We recently created a website as part of ‘The Fly Effect,’ a statewide public awareness campaign designed to combat a growing heroin epidemic. We balanced copy, with an interactive “chose your own adventure” style game where teens could experience the escalating effects of heroin rather than just reading about them.
2. …And entertainment overload
What might surprise you is that teens react as negatively to entertainment overload as they do to boring copy. Reign in the desire to add multimedia or interactive features simply because of a younger audience. Teens have a strong appreciation for aesthetics and a cluttered site will actually be a frustration.
3. Write (and format) well
Teens, especially younger teens, read at about a 6th-grade level. This is a lower reading level than an adult audience because teens are still developing reading and comprehension skills. Small chunks of copy with lots of white space will help with retention. And whatever you do, don’t talk down to teens. Make sure your content is not cloying or childish and uses the word ‘teen’ rather than ‘kid.’

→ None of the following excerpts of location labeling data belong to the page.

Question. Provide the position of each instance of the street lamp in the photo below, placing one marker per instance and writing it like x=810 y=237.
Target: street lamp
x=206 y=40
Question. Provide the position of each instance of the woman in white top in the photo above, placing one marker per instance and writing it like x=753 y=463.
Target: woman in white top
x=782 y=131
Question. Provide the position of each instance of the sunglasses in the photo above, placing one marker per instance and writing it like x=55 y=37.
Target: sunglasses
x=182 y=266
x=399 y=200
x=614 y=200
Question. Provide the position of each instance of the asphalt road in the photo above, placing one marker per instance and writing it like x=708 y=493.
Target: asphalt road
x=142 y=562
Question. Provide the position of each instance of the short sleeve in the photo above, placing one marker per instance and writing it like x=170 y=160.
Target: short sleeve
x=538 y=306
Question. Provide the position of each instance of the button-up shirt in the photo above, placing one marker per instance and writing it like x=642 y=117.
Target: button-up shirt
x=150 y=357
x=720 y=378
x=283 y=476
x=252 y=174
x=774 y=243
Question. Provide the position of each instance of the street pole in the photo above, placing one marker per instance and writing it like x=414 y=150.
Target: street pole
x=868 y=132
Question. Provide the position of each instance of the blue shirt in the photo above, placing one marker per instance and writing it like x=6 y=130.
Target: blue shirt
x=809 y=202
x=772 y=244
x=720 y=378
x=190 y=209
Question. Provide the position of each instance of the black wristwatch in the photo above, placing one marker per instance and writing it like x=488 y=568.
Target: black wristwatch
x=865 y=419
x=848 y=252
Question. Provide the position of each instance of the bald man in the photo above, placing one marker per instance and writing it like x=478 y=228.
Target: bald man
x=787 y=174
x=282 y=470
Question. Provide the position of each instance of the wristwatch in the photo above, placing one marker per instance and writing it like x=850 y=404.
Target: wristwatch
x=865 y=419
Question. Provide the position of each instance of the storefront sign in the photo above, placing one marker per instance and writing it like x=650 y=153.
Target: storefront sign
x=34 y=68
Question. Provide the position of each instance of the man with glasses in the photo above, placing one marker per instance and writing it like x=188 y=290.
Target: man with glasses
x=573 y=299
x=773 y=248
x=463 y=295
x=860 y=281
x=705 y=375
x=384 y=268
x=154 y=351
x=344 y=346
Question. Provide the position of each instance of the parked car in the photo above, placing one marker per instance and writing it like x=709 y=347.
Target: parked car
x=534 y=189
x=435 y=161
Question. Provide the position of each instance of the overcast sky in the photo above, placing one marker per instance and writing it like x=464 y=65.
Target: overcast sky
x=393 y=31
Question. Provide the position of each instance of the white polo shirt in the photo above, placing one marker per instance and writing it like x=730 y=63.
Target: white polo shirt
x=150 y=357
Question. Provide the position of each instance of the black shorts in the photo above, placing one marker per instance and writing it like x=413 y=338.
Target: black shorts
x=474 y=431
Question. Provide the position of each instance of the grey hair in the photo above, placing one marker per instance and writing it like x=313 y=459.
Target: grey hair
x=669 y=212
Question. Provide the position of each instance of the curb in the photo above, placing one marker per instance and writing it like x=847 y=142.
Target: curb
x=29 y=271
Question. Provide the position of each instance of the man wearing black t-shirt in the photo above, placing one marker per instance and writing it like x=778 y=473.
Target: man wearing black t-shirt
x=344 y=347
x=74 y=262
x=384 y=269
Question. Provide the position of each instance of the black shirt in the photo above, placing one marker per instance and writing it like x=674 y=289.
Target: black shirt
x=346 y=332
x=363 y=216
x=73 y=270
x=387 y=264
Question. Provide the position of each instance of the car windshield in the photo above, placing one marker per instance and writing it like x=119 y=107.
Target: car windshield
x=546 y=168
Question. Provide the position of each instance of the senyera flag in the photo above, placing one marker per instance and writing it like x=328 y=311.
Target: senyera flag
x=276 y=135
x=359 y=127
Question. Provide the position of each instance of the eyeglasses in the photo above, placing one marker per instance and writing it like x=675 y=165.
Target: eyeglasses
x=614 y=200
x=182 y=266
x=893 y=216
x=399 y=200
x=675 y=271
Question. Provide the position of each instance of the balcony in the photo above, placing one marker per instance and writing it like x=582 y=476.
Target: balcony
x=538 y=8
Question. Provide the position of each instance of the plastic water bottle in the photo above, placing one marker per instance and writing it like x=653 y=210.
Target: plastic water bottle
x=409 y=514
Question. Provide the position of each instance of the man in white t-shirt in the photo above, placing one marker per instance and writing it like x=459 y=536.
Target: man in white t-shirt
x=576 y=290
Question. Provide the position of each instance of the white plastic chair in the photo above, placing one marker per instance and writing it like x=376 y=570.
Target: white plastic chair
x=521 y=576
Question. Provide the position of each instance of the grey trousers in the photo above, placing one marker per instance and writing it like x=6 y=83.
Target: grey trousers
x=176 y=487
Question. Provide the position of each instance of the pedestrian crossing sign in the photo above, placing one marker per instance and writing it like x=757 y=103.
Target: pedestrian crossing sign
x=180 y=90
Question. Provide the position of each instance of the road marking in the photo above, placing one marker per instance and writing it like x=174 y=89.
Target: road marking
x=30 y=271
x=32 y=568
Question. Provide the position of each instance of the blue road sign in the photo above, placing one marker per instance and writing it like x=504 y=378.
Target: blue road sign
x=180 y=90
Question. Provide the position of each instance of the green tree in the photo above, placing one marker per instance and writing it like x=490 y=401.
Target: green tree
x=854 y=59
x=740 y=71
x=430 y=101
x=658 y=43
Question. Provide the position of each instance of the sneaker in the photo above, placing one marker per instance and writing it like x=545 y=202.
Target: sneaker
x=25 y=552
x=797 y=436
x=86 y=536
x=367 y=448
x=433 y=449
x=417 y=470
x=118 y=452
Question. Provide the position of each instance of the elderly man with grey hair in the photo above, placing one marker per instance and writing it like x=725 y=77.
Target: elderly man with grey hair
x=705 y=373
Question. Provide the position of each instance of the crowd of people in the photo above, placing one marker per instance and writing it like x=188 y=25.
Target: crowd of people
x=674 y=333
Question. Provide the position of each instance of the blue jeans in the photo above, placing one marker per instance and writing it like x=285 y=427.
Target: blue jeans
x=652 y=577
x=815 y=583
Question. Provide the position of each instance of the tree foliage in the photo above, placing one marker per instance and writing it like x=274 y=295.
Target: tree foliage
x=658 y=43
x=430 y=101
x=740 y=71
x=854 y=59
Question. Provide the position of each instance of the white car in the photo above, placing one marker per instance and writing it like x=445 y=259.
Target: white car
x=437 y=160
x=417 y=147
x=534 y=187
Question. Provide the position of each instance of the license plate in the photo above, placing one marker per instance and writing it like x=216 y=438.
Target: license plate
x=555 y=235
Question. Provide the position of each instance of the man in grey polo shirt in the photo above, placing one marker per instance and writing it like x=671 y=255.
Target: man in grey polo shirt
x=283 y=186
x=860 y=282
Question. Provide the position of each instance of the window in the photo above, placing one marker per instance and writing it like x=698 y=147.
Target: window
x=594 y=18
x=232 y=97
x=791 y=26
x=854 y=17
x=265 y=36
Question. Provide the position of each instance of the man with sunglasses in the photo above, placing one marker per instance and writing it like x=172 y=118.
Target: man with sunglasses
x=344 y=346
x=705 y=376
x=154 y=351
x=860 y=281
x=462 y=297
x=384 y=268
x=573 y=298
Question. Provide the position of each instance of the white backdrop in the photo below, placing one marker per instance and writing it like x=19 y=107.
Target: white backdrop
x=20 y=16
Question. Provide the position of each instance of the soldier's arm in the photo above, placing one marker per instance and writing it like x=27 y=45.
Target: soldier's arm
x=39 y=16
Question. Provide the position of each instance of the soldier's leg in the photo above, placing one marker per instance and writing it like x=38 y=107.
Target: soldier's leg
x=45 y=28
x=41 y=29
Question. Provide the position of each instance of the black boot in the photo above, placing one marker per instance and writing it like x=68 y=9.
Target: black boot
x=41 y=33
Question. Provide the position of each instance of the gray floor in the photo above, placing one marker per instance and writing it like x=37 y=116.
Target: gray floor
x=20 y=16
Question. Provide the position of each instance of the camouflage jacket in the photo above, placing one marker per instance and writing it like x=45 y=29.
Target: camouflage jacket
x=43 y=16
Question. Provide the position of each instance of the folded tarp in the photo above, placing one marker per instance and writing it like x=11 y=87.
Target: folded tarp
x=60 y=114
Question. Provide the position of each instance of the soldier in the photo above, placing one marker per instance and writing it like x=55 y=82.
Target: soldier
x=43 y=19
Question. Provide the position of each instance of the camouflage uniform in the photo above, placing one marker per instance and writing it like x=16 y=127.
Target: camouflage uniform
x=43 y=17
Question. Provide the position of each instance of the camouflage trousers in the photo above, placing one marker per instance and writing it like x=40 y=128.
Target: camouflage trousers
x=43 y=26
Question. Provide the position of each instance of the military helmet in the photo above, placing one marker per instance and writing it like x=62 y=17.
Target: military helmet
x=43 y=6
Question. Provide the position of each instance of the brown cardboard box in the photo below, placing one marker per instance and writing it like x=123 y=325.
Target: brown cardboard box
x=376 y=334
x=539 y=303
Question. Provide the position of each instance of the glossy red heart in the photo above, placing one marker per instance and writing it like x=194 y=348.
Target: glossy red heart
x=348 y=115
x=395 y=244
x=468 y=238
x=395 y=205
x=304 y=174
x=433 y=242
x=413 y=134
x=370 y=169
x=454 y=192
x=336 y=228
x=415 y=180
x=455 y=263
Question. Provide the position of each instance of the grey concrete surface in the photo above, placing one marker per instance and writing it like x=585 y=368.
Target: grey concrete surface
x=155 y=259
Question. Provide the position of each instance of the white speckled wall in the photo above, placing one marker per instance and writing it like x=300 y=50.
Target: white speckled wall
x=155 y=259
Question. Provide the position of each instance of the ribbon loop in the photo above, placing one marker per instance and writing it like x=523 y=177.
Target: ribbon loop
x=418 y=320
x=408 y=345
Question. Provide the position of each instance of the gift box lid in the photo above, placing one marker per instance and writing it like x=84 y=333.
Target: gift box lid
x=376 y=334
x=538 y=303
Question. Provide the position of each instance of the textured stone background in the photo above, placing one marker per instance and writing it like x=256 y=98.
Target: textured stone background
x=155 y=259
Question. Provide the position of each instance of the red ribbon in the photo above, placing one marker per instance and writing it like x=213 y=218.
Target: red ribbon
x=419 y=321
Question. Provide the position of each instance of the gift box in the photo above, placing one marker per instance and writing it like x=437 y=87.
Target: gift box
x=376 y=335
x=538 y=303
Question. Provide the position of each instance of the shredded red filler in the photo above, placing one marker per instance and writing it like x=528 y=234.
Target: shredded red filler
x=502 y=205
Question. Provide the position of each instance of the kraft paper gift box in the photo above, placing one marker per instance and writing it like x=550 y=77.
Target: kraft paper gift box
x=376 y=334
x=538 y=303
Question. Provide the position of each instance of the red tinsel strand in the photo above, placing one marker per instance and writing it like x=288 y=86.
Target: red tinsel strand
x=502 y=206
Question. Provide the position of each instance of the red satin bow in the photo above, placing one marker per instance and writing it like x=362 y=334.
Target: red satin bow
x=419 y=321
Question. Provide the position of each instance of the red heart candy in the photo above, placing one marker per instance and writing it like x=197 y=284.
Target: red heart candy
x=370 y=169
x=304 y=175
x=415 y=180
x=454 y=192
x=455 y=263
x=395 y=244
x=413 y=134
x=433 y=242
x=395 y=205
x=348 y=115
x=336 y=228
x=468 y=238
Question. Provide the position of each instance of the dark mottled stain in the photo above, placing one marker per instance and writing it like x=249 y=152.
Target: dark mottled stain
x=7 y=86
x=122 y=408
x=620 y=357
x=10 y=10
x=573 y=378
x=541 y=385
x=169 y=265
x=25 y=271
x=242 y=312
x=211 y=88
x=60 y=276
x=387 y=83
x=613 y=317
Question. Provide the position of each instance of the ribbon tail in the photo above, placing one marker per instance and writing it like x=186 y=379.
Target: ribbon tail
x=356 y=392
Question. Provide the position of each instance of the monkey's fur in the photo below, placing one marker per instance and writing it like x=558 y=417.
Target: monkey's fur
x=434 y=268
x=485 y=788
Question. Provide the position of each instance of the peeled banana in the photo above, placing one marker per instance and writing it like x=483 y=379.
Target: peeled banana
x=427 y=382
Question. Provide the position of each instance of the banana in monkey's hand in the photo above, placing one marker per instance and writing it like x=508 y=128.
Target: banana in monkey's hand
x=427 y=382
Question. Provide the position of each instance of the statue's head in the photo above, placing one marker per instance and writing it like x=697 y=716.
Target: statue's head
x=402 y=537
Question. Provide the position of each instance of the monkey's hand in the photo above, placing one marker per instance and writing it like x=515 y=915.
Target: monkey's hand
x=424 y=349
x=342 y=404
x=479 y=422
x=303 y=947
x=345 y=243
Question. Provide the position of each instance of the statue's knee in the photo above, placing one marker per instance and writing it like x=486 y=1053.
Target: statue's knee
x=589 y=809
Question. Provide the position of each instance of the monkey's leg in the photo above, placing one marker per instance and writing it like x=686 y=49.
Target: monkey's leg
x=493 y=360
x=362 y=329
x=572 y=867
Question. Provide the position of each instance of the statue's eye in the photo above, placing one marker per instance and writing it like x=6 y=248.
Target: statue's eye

On the FACT (Fighting Against Corporate Tobacco) website that we created for the Wisconsin Department of Health Services, we eliminated as much copy as possible and used infographics to highlight key statistics.
4. Let teens control social
Teens are surprisingly protective of their social accounts. Allow teens to share at their discretion and include email as an option. Their online presence is their personal brand and they prefer to keep their online activities invisible. Forcing a teen to log in with a social account will violate trust.
5. Design for smaller screens and older devices
Your designer has a big, glossy Mac but the average teen has a hand-me-down laptop from their folks. Or they are online from their mobile device. In either case, design for smaller resolutions and make sure that interactions can be completed on a track pad or phone.
Load time is crucial as well. Teens have zero patience for a site or feature that is clumsy or slow to load. Keeping load times down benefits all of your visitors, not just teens.